At that time, Bulgarians and Albanians who had migrated to Greece because of the process of accumulation by dispossession in the years after 1989, were losing their jobs and either returning back home or moving further West. Their crises, and crises of people from the former USSR and the “third world” had translated into cheap labor that sustained Greek agriculture, construction, and reproductive care work for years. Decades of migrant life that had finally led to some feeling of belonging were blown to pieces again. It was the kind of jobs that Bulgarians and Albanians held – low-wage, precarious, self-employed – that were the first to go.
Accumulation by dispossession
These industries, most welcoming to migrants, are like the pouches of marsupials – ejecting the ones they cradle at the first signs of crisis. Migrants are easily erased and replaced because “they never belonged there in the first place.”
What is more, the significance of the crises of post-1989 transitions is erased by the ease with which perpetual displacement is also a method of invisibilizing the continuing repercussions of privatization and austerity in the post-socialist East. People move away and become invisible. They disappear from statistics. Their poverty gets displaced the same way their labor is easily convertible across borders – economies always need backs that lift and hands that clean.
Kouvelakis’ introduction which, contrary to David Harvey, sees accumulation by dispossession as a process constrained geographically and temporally to the peripheries of the capitalist world, indicates another way, in which the consequences of the post-1989 crises get erased: Crisis and austerity become naturalized and normalized as intrinsic to certain parts of the world. But they creep up and travel and become accumulated into the bodies of migrants. Crisis clings and carries on with the never completed process of becoming and belonging, with the gestures, words and faces that migrants acquire, the tastes, loves, and disappointments.
After absorbing the Bulgarian “post-communist” crisis, my mother now carries the Greek one as well. She carries the wounds of loss and the nostalgia for a place that lets itself be cleaned but not inhabited.
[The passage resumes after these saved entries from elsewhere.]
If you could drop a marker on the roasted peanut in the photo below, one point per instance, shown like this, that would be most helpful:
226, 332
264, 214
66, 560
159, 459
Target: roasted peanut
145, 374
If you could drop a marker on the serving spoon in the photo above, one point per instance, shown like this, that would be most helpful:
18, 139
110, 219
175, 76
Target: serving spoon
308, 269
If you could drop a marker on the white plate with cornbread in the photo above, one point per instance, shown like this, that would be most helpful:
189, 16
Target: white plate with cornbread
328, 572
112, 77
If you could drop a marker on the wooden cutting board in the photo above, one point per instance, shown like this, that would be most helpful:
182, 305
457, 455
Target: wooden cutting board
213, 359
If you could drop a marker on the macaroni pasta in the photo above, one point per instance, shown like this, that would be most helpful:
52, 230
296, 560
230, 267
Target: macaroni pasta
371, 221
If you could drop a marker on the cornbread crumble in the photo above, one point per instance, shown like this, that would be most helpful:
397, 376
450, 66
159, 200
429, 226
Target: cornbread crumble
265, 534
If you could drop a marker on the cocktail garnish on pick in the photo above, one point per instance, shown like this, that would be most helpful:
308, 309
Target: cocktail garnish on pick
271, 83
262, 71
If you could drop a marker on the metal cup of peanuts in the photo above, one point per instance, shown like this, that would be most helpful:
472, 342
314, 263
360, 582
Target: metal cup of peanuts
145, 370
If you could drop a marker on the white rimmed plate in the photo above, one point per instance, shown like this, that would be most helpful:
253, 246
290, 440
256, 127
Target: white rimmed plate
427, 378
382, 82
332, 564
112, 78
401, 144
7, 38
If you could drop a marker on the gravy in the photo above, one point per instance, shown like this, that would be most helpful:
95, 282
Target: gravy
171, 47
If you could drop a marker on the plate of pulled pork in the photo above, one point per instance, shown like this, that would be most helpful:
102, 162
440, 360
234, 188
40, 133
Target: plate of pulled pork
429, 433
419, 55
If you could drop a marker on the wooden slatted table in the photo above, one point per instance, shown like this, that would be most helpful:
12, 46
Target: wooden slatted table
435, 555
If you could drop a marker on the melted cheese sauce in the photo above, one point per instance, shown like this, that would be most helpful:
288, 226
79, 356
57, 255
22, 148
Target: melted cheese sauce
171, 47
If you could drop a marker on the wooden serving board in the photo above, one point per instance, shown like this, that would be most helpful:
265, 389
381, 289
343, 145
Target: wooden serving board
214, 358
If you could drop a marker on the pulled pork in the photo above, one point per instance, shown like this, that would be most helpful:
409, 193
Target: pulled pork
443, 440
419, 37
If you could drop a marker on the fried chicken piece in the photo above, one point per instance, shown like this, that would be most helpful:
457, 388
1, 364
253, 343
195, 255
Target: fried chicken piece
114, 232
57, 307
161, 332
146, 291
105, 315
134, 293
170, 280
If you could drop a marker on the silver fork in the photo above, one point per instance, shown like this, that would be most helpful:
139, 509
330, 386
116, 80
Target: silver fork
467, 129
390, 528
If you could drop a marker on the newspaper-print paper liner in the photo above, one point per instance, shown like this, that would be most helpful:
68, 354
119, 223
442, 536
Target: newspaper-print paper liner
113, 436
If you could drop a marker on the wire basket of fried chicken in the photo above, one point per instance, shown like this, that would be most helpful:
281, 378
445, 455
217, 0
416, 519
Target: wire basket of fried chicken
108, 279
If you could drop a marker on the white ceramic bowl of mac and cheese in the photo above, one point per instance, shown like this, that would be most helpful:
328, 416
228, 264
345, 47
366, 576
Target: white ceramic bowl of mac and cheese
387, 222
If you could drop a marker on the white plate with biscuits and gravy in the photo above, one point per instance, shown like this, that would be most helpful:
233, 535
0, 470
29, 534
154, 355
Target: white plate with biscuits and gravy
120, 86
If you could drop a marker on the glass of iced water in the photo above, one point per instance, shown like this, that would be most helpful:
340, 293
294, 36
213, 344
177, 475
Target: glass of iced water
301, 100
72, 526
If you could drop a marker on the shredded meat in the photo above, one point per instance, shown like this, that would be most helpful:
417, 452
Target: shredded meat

I think about people like my mother who drip their sweat, soak up each crisis, and move on, forgotten and erased. And I think about the amnesia and rejection that writes the history of capitalist crises. This amnesia writes off regions ruined by the plundering of capitalism and then writes off the bodies that accumulate the pain and despair of the ruins they leave behind.
I wonder how many Albanian and Bulgarian hearts have carried the pain of the Greek crisis elsewhere, in other homes they clean and other lands where they toil. And I wonder if the pain from their own towns, wrecked and disembowelled by the post-communist transition, ever dripped down with their sweat and left a mark on the streets of Athens. And if it did, what would the map of solidarity look like if it incorporated the losses, trauma and hopes of the “post-socialist” space?